Nevertheless, by the time Justin's moral, emotional and sexual exploitation is revealed, the audience has long since resigned itself to another quirky glimpse into America's suburban morass. For their parts, Mills loathes the idea of "quirkiness" ("It's like saying 'fag,' " he told me, and we all know how Mills feels about homophobia), and Pucci stresses that everyone involved in Thumbsucker sought to avoid a routine criticism of the suburb."This was such a more realistic look at it," he told The Reeler. "This was just a more truthful look at it, without kind of judging it, actually. Which was really the thing I am now seeing (in how) Mills did such a good job with the movie. He didn't judge anything or anybody."


Thumbsucker filmmaker Mike Mills does not judge you

Mills later drove the point home. "The last thing I wanted to do was pick on people from the suburbs, or say because you live in the suburbs, you made some delusional decision in your life and you're left there," he said. "I think that everybody has a dream of home, and living in SoHo and wearing a beret and being an artist is just as much of an illusion as living in suburbia. And I was trying really hard not to be arch with my use of suburbia.

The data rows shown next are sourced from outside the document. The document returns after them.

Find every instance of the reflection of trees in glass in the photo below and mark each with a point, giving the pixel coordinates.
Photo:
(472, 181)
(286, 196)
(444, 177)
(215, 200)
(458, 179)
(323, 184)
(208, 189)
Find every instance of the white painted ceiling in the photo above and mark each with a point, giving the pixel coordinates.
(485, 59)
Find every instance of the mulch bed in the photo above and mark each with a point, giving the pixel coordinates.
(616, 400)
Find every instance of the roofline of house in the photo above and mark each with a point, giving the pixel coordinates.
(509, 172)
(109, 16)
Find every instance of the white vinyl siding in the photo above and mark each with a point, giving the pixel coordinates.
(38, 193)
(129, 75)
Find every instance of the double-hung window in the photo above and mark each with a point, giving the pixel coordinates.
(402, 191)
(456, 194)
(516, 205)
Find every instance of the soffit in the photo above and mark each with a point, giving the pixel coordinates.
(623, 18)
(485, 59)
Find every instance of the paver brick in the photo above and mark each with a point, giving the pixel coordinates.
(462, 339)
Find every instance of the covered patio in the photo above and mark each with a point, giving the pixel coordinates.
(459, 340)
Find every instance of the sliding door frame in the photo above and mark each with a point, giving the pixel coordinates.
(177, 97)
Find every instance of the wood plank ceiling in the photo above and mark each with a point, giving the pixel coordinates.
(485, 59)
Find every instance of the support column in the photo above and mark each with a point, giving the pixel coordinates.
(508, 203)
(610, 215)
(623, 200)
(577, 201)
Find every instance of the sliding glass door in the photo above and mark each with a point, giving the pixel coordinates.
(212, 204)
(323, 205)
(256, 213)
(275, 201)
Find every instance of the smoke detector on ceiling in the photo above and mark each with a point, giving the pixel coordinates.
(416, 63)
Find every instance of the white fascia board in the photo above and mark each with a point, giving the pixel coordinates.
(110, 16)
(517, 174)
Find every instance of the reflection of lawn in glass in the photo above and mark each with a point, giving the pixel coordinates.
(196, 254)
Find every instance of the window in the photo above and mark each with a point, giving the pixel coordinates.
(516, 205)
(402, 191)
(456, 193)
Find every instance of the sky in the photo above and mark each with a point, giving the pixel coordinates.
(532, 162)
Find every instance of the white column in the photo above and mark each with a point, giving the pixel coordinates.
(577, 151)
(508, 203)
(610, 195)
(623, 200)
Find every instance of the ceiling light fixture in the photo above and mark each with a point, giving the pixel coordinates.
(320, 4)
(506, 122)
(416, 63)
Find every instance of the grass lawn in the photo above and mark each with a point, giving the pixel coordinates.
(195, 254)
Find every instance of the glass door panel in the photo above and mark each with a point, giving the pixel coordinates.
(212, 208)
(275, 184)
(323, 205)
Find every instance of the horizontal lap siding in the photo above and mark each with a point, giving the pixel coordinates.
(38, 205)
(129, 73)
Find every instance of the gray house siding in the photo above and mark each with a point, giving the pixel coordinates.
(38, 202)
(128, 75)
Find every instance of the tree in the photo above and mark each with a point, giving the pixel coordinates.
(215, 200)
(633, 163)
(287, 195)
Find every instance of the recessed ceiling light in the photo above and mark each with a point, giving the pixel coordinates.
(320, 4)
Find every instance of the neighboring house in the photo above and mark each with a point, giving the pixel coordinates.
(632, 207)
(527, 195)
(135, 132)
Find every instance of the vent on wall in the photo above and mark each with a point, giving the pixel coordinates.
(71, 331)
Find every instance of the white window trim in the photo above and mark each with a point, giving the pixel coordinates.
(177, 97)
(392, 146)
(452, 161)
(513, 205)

"But it's funny," Mills added. "I don't blame people. It's very hackneyed turf in American filmmaking right now. It's where this story happened, it's where this film took place, and I'm interested in suburbia. But in this present moment in time, it is very hackneyed stuff. It’s me, it's what I am interested in, but it's a moment in time where it's not the best, most original thing to talk about. But it's not going to stop me from talking about it."

Which is fine by me, but only reinforces Thumbsucker's refusal to judge its suburban milieu as just a different kind of platitude—one that would otherwise hardly bother me at all in the company of such stirring performances. But Mills' ethos experiences an obvious ideological clash with Kirn's source material, about which the author is even less apologetic (at least according to the press materials):

"The suburbs are a land of appearances," says novelist Walter Kirn. "They're ruled by the need to put on a good show for the boss, the church, the neighbors. And yet people suffer and have anxieties in the same way that they do everywhere. And it's that mismatch between the surface and the depths that really make them interesting and sort of heartbreaking places."

This dissonance creeps into every seam of the story, marooning Mills' and his amazing cast in the throes of a rigorous emotional exercise. D'Onofrio and Swinton work as brilliantly as ever in their dance of reticence and regret, their characters restraining series of outbursts that the viewer can sense poking at the backs of their lips. Pucci owns Justin's wounded ambition and sensitivity without imploding under the teen torment that claims his paramour. Mills and cinematographer Joaquin Baca-Asay thrive on the characters' nuances, charging Swinton's half-smiles and Garner's immense gaze in particular with a rich warmth and resonance that helps invalidate the rest of the film's flagging intellectual honesty.

So yeah, Thumbsucker limps, severely at times, as opposed to the mad sprint its distributor has hyped since mid-August. Nevertheless, it obtains a charm and efficiency—however clinical its appeal—that defies its narrative's dodgy mechanics. And when you read the Sony Classics ad that asserts, "I really like that the film sucked," maybe you should bow your head and give a moment of thanks for some truth in all that advertising. I mean, it does kind of suck, but not for lack of trying—and trying pretty goddamned hard.



Comments

This movie just sucked. Thats all. It sucked out all the recognizable qualities of "American Beauty", "I Heart Huckabees", those movies with audry toutou or whatever, "Garden State". "Donny Darko" etc... and patched them together, threw a Starbucks designer packaging on it and expected people to flock to the next skinny, white kid with angst movie. And they probably will.
but it was really bad and lame and slow and predictable and disjointed and boring.